The relationship between self-limited hepatitis A cases and those HAV infections resulting in ALF (HAV ALF) is poorly understood. Host factors including age and underlying liver disease are thought to increase the likelihood of a fulminant course. Viral factors including low viral load and a higher rate of substitution in the 5' untranslated region (UTR) of the viral RNA have also been correlated with increased frequency of HAV-related ALF. Another potential viral factor is genotype. Epidemiologic studies in the United States have demonstrated that sub-genotype IA is most common, comprising 98% of infections, while sub-genotype IB is found in only 2%; most IB infections have been associated with international travel.
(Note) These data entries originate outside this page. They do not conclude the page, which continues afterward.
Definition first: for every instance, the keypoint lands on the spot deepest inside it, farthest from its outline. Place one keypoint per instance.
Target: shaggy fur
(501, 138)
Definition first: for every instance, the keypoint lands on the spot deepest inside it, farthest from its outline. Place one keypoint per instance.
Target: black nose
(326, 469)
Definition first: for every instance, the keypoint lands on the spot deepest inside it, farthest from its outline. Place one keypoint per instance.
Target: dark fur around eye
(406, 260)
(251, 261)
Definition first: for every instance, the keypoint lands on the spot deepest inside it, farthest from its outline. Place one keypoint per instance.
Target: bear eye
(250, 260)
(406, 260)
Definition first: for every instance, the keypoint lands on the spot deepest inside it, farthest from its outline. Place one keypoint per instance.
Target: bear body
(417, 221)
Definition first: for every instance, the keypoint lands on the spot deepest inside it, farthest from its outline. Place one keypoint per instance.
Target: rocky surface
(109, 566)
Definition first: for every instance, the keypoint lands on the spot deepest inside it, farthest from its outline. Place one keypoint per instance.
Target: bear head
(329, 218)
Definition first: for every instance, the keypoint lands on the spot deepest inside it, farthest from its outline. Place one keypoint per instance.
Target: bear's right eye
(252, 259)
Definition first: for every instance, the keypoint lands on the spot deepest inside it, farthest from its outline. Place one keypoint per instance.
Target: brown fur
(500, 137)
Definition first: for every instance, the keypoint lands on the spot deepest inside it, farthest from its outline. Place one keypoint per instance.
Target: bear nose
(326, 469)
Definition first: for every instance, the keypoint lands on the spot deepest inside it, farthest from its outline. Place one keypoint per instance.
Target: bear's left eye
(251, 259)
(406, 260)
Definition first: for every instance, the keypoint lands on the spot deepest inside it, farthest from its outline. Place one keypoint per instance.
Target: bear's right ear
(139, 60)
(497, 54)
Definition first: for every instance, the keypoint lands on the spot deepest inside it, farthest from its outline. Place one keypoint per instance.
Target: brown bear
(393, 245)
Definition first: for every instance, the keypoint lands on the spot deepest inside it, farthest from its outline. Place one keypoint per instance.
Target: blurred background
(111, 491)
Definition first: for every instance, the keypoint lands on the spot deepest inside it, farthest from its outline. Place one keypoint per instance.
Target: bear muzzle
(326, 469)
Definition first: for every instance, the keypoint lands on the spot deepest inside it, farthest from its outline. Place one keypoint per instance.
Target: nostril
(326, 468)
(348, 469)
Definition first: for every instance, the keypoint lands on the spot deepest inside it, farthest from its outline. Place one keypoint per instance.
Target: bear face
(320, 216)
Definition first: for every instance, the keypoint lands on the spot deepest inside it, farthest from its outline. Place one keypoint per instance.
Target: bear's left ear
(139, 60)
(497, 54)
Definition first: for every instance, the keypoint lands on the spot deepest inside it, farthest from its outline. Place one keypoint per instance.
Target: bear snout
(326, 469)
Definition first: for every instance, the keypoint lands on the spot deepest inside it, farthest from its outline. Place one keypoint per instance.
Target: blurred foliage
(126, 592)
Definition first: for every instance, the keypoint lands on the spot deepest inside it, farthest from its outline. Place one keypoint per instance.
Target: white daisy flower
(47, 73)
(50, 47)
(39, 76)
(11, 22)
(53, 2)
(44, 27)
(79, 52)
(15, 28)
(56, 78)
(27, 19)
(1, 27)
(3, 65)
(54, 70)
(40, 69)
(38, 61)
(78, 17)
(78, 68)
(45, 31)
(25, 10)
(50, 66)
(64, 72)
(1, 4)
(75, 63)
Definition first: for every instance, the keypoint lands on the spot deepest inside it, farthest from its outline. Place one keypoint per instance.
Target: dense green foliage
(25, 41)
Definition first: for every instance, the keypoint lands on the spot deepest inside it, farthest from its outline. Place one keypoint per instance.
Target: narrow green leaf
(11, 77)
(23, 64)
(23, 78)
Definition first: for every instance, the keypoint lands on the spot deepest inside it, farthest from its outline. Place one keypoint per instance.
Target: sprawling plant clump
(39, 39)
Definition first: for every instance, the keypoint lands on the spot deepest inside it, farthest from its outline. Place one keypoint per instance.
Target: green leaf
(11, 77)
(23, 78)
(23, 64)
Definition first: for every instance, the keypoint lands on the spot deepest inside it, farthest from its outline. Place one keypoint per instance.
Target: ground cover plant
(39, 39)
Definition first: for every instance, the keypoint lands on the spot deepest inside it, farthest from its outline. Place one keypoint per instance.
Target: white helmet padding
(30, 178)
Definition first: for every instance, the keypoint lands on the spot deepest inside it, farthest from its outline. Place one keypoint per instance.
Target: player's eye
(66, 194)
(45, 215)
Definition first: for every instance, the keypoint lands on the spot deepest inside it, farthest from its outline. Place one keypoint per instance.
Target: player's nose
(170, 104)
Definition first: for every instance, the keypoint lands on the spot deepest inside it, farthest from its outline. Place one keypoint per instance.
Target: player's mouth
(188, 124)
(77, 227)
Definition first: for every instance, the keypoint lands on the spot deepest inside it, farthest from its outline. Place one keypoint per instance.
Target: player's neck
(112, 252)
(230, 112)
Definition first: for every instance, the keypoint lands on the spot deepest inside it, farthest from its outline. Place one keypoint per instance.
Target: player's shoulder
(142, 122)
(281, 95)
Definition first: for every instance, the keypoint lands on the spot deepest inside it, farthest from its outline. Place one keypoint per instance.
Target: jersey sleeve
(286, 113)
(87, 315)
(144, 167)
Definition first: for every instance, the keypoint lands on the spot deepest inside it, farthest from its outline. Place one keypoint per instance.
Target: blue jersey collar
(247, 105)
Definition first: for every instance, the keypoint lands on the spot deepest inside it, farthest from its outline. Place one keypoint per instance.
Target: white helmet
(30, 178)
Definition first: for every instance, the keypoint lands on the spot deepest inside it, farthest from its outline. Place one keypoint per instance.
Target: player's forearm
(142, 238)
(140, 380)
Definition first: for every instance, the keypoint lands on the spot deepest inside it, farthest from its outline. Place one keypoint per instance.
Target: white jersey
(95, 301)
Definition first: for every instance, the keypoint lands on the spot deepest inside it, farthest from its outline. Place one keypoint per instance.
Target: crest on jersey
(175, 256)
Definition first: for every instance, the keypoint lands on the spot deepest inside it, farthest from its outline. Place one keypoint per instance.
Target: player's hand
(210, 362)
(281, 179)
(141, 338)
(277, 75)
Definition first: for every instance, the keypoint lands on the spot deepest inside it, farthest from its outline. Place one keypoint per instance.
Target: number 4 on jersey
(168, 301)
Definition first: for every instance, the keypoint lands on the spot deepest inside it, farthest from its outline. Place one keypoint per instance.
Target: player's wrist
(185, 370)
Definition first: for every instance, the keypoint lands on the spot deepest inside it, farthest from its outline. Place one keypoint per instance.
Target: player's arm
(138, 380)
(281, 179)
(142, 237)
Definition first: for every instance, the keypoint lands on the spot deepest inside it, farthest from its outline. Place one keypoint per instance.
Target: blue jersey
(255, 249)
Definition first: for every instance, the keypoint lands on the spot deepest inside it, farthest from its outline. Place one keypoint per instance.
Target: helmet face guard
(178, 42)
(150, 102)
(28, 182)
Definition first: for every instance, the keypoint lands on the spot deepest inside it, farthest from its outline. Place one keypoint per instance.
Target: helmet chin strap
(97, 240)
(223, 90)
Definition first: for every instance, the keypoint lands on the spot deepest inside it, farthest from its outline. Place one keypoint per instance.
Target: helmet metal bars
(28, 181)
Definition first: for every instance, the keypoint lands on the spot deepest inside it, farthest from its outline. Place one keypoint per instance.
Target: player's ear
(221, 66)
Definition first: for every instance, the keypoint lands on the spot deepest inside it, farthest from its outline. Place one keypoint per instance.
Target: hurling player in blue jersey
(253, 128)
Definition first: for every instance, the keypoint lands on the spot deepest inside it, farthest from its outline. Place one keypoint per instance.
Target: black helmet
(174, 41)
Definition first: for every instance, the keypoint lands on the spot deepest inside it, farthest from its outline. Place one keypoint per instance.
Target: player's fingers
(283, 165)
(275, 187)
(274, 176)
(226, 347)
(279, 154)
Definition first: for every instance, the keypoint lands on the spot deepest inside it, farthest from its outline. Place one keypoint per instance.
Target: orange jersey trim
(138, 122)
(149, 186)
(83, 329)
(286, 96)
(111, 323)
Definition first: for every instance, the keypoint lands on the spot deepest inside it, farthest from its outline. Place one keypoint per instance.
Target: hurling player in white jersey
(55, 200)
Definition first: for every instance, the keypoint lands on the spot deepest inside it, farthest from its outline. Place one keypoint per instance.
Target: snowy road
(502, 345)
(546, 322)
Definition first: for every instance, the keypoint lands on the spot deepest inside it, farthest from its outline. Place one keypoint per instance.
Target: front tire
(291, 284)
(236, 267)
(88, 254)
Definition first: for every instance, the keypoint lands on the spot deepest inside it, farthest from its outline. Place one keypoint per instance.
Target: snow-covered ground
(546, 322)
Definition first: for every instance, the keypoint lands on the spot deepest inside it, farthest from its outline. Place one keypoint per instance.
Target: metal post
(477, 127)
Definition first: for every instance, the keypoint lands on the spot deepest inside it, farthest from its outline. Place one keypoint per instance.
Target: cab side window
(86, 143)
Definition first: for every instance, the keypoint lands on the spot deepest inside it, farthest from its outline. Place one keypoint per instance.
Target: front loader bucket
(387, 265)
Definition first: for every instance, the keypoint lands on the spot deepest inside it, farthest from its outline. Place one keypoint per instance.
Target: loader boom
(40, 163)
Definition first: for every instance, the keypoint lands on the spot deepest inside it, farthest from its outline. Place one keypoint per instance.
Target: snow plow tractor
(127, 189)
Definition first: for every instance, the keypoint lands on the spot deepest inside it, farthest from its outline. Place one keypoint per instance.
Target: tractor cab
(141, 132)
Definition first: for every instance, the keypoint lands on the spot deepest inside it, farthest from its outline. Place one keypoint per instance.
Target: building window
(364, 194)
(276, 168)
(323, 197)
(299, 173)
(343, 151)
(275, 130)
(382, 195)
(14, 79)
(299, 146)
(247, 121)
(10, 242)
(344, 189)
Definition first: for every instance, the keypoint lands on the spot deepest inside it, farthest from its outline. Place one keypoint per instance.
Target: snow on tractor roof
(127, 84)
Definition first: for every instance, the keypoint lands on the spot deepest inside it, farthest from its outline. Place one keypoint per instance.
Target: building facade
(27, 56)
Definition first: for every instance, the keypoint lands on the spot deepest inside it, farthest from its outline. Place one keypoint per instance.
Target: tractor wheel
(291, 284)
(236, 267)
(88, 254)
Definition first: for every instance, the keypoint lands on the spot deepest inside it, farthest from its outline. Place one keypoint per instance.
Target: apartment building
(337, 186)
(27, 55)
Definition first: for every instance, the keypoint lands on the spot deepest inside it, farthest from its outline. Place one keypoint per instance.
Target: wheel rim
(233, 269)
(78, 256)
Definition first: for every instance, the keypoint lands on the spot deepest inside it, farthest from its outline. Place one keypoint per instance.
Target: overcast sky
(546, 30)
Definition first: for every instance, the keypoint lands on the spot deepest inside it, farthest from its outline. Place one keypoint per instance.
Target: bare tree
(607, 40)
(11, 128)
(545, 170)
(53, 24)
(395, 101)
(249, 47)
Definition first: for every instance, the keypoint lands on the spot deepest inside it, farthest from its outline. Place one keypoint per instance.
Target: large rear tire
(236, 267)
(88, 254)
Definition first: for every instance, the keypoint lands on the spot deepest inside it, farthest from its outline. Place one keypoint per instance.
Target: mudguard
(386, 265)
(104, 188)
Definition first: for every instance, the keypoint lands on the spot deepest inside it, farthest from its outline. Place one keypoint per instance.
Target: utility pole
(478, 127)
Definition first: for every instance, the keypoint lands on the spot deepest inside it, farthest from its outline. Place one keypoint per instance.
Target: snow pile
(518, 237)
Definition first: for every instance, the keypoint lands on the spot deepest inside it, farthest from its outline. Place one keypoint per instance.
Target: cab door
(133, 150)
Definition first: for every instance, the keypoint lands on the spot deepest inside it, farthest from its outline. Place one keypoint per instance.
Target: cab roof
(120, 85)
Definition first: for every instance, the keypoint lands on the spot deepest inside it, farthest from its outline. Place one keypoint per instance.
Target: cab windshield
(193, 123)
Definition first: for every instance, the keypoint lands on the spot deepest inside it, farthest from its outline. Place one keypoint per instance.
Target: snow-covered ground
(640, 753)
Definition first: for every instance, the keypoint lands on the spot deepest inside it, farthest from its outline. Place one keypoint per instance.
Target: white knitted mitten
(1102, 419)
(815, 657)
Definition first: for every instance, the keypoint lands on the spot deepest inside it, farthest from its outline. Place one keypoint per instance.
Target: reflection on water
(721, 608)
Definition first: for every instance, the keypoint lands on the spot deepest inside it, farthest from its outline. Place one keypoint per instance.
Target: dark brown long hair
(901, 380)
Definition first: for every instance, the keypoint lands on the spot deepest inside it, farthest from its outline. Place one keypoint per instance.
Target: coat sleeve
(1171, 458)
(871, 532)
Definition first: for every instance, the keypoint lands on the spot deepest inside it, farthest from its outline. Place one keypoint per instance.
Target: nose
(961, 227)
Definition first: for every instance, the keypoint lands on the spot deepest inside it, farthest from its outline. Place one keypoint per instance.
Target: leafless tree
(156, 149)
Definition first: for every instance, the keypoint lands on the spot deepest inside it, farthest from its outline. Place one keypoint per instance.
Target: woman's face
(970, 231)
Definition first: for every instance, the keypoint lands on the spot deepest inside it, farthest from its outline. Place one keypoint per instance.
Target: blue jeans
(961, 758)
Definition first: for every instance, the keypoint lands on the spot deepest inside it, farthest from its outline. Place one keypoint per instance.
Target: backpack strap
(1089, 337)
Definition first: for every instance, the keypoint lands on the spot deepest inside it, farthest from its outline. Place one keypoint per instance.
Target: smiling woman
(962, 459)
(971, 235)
To date, no correlation between ALF and HAV genotype has been evident but this has not been systematically examined. Previous studies have focused on the 5' UTR and VP1-P2B regions, while only small case series have evaluated the entire HAV genome of HAV ALF cases. This study aimed to further explore both host and viral factors, including genotype and nucleotide sequence variation in the entire HAV genome among consecutive adult cases of HAV ALF from the multicentre adult US acute liver failure registry. To identify factors contributing to variation in outcomes, full genome sequences of 18 HAV ALF cases were compared to geographically matched controls: patients with self-limited acute HAV identified in the CDC database.